Não chegaria muito longe esta prosperidade. De fato, pisando
em seus calcanhares, durante o próprio império de Cláudio, a providência universal,
santíssima e amantíssima dos homens, levava sua mão em direção a Roma, como contra um tão grande flagelo da vida,
o firme e grande apóstolo Pedro,
porta-voz de todos os outros devido a sua virtude. Como nobre capitão de Deus, equipado com as armas divinas[13], Pedro levava
do oriente aos homens do ocidente a apreciadíssima mercadoria da luz
espiritual, anunciando a boa nova da própria luz, da doutrina que salva as
almas: a proclamação do reino dos céus.
XV - Do evangelho de Marcos
1.
Assim foi que, por habitar entre
eles a doutrina divina, o poder de Simão se extinguiu e foi
reduzido a nada, junto com ele mesmo. Em troca, o resplendor da religião brilhou de tal maneira sobre as mentes dos ouvintes de Pedro, que não ficavam
satisfeitos apenas ouvindo-o uma vez, nem com o ensinamento não escrito da pregação divina, mas com todo tipo de pedidos
importunavam Marcos - de quem se diz que é o Evangelho e que era companheiro de Pedro - para que lhes deixasse
também um memorial escrito da
doutrina que de viva voz lhes era transmitida, e não o deixaram em paz até que o homem o tivesse terminado, e desta
forma tornaram-se a causa do texto chamado Evangelho de Marcos.
2.
E dizem que o apóstolo, quando por revelação do Espírito
soube o que tinha sido feito, alegrou-se pela boa vontade daquela gente e
aprovou o escrito para ser lido nas igrejas. Clemente cita o fato no livro VI
de suas Hypotyposeis[14],
e o bispo de Hierápolis chamado Papias apóia-o também com seu
testemunho. Marcos é mencionado por Pedro em sua primeira carta; dizem que esta foi escrita em Roma mesmo, e que isto se dá
a entender ao chamar a cidade, metaforicamente, de Babilônia, com estas palavras: Saúda-vos aquela que está em Babilônia,
eleita convosco, e meu filho Marcos.
XVI - De como Marcos foi o primeiro a pregar aos egípcios o
conhecimento de Cristo
1.
Dizem que este Marcos foi o primeiro a ser enviado ao Egito,
e que ali pregou o Evangelho que ele havia posto por escrito e fundou igrejas,
começando pela de Alexandria.
2.
E surgiu ali, na primeira tentativa, uma multidão de crentes,
homens e mulheres, tão grande e com um ascetismo tão conforme a filosofia e tão
ardente, que Fílon achou que era digno colocar por escrito suas práticas, suas
reuniões, suas refeições em comum e tudo o mais referente ao seu modo de vida.
O que mais te chamou a
atenção neste texto?
O que o texto contribui
para a sua espiritualidade?
[1] At
12:1-2.
[2] At
12:13-17.
[3] At
12:19, 21-23.
[4] Em
seus manuscritos Josefo fala de uma coruja.
[5] O
Novo Testamento chama-o Herodes, Josefo prefere Agripa; na realidade, tinha os
dois nomes.
[6] At
5:34-36.
[7] At
11:29-30.
[8] A
identificação de Simão o herege com Simão o Mago é duvidosa.

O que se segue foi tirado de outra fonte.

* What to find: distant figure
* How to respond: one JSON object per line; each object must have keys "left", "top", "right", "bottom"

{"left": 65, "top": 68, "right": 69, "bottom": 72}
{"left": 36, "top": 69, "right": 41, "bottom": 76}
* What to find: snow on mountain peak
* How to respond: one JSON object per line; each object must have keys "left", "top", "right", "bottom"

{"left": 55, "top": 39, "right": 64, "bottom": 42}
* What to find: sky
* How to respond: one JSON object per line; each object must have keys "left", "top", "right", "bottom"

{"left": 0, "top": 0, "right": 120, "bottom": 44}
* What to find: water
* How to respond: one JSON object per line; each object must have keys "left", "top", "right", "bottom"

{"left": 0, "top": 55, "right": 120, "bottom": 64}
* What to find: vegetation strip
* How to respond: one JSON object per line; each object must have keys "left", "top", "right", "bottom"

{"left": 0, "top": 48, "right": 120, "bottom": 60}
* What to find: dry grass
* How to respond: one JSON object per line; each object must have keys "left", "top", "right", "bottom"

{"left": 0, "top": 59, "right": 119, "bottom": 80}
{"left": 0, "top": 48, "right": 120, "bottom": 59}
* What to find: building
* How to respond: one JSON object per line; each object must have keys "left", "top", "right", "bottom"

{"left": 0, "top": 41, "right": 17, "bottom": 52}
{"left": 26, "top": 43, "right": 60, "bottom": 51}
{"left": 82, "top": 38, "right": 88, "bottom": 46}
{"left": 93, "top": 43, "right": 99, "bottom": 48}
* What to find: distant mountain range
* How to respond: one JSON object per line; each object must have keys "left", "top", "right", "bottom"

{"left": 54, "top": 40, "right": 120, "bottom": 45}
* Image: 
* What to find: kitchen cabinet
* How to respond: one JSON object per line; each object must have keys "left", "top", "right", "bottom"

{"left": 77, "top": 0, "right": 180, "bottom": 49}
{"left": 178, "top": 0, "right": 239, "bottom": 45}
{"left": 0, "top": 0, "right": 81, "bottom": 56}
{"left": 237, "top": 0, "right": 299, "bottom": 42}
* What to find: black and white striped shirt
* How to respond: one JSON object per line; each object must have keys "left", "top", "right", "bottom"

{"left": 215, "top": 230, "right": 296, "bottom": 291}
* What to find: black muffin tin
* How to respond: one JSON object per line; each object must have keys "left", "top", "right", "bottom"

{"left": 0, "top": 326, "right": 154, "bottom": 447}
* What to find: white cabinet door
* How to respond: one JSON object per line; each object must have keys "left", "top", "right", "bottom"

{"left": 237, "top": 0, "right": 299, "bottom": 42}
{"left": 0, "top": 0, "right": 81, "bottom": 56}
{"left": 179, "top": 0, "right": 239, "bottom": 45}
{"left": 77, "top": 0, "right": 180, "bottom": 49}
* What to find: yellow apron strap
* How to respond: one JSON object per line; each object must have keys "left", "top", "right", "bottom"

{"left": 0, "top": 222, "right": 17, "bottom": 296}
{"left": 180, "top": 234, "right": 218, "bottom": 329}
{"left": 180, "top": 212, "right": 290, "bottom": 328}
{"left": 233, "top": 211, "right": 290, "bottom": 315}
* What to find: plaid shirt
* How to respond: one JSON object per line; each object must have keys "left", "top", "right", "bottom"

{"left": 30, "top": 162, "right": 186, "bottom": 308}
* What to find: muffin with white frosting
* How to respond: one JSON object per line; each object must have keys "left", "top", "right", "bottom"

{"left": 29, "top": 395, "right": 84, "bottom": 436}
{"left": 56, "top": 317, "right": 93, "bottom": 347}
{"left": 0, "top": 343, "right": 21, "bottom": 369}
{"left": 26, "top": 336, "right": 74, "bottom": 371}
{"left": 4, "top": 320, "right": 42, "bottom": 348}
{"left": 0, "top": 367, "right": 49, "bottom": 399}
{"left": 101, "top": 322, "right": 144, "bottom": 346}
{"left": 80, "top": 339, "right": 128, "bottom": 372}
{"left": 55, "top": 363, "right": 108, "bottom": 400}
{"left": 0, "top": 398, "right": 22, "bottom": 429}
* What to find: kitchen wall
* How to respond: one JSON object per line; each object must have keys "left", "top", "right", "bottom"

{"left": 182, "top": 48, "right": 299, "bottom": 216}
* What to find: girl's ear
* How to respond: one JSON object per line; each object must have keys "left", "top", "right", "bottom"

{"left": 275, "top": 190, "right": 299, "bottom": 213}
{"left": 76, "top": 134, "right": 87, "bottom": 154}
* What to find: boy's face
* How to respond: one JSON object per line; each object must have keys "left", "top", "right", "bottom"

[9] A estátua, encontrada em 1574,
tem a inscrição: SEMONI SANCO DEO FIDIO SACRUM, sendo uma homenagem a um antigo
deus Sabino SEMO.
[10] 2
Co 10:5.
[11] At
8:18-23.
[12]
i.é. o demônio. Sobre a estátua, vide nota 123.
[13] Ef
6:14-17; 1Ts 5:8.
[14]
Clemente na verdade diz que Pedro "nem o impediu nem o estimulou".